Offshore oil production is showing signs of a turnaround as crude prices rise and operations become more efficient, giving energy compaies in Houston and elsewhere the confidence to resume deepwater projects stalled during the oil bust.
The sector’s recovery, which has lagged the broader industry rebound, is concentrated in regions including Scandinavia, West Africa, Southeast Asia and Latin America, where new discoveries and lower costs of of production have piqued the interest of companies looking to make money outside of shale, according to a recent analysis by research firm IHS Markit. Regardless of location, a global offshore renaissance would solidify the recovery of Houston’s oil and gas industry and further strengthen an economy already propped up by the shale boom in West Texas.
Houston is the center of the world’s offshore drilling sector, where leading global companies including Transocean, TechnipFMC and Diamond Offshore Drilling maintain major operations and employ thousands.
“We’re on the cusp of an emerging offshore recovery,” said James West, an energy analyst with Evercore ISI in New York.
IHS Markit anticipates that demand for mobile offshore drilling rigs, which include jack-ups floating rigs, will grow by 13 percent through 2020, driven largely by activity in international waters. The firm expects demand will average 521 rigs in 2020, up from 453 this year.
Oil companies also have made several discoveries in the Gulf of Mexico recently, but the recovery there is expected to progress more slowly as domestic producers focus on more accessible and lower-cost shale basins in West Texas and elsewhere. Onshore projects require less time and money to complete than those developed in ocean waters thousands of feet deep, which has made them particularly attractive to U.S. oil and gas companies under pressure from investors to spend less and deliver higher profits.
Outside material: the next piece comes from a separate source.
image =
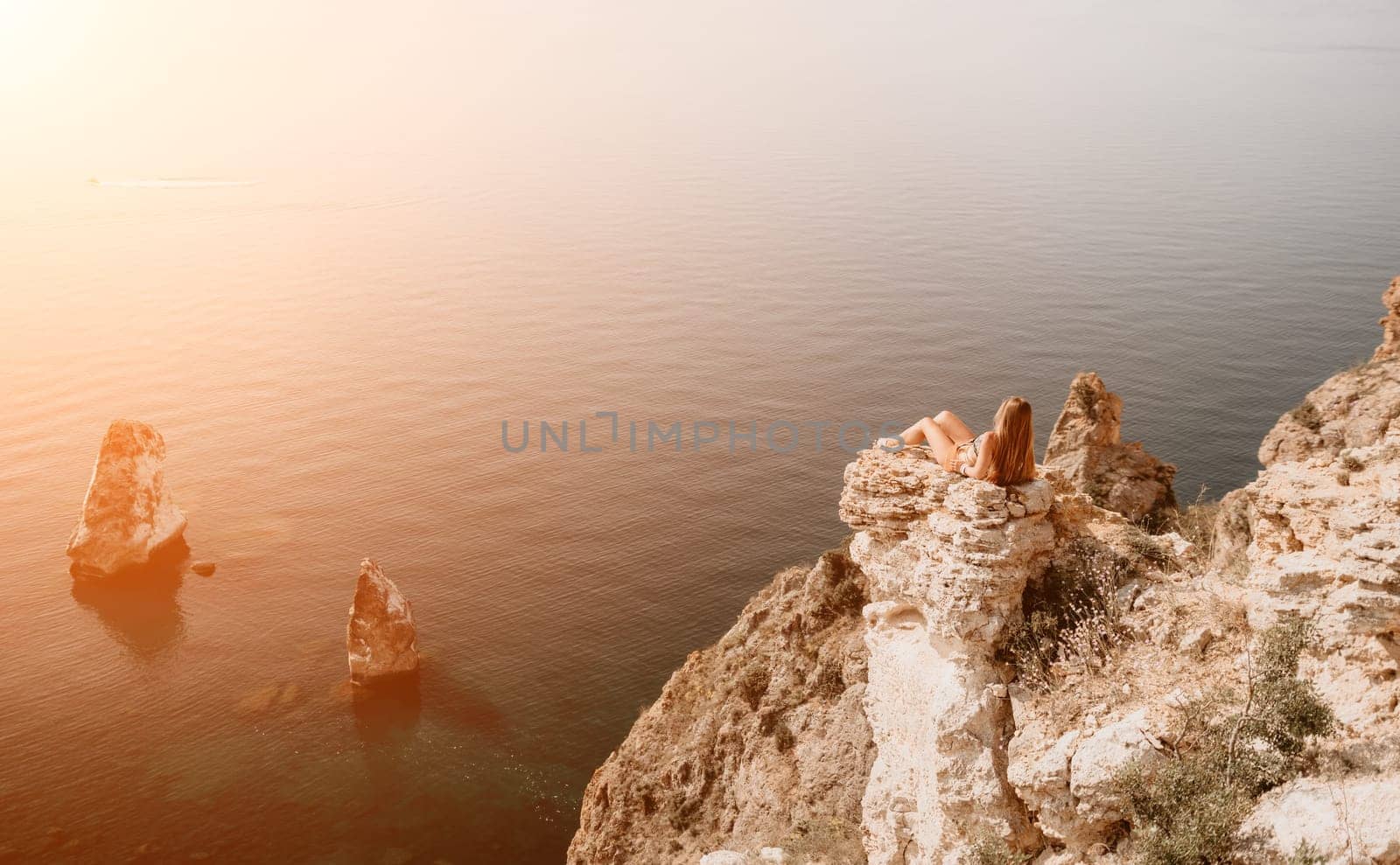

“Usually the activity starts in the Gulf and spreads out around the world,” West said. “This time, it’s the opposite.”
The oil and gas industry in general recovered slowly from the recent oil bust, which in less than two years drove prices from more than $100 a barrel to $26 a barrel in early 2016. Only in the last year or so have companies begun to report consistent profits as prices pushed above $60 a barrel. Much of those profits have come from the Permian Basin in West Texas, which accounts for about half the nation’s active drilling rigs and nearly one-third of U.S. production.
Even as shale drillers returned to profitability, offshore drillers continued to file for bankruptcy to shed billions in debt acquired before the last boom went bust. The sector is also consolidating as bigger stronger players buy weaker, smaller ones.
The offshore sector has been one of the last remaining drags on the Houston economy, which is adding jobs at the fastest pace in four years. Houston’s energy services companies, many of them concentrating on North American shale drilling, have added 3,000 jobs over the past year, but the exploration and production sector, which in Houston largely employs engineers, geologists and other professionals who help develop offshore and other oil and gas fields, is still shedding jobs, losing another 1,500 over the past year, according to the Labor Department.
But now, with the U.S. benchmark for crude hanging around $70 a barrel, and many offshore operators cutting production costs, the outlook for the sector is much improved, analysts said. Ian Macpherson, senior energy analyst at investment research firm Piper Jaffray & Co., said the offshore industry is on track to have its first profitable year since the bust in 2019.
“We’re still bouncing along the bottom in terms of activity,” he said, “but there’s little debate the direction from here is positive.”
In a bet on the sector’s comeback, Transocean on Tuesday agreed to spend $2.7 billion to buy rival Ocean Rig, sealing its rank as the world’s largest offshore drilling contractor and giving it a greater foothold in promising areas including Brazil, Norway and West Africa. CEO Jeremy Thigpen, speaking Wednesday at a Barclays energy conference, said he believes the recovery is already well underway.
“We are far more bullish on the recovery than we have been historically,” he said. “We’re seeing new contract awards across all of our customer bases.”
The North Sea has proven especially resilient, particularly in the waters off of Norway. Christian Brown, president of the oil and gas division for Canadian engineering and construction firm SNC Lavalin, said that there is widespread consensus among his customers that oil is trading well above the cost of drilling there.
He expects the sector’s momentum to build as oil prices rise.
“You’re starting to see customers, particularly the international oil companies and the independents, building some capacity offshore because they believe the market will be there for bigger developments,” he said.
The Gulf of Mexico also is seeing signs of life, despite a marked decline in drilling activity in the years since crude oil topped out at $100 a barrel four years ago. There are only 16 drilling rigs in operation there, according to Baker Hughes, down from 63 in the summer of 2014.
Royal Dutch Shell, however, recently launched its multibillion-dollar Appomattox platform in the Norphlet region of the Gulf. It’s the company’s first major deepwater project after the bust.
The company earlier this year joined Chevron, BP and France’s Total in announcing deepwater discoveries in the Gulf. Smaller companies including Talos Energy and Fieldwood Energy are also expanding there.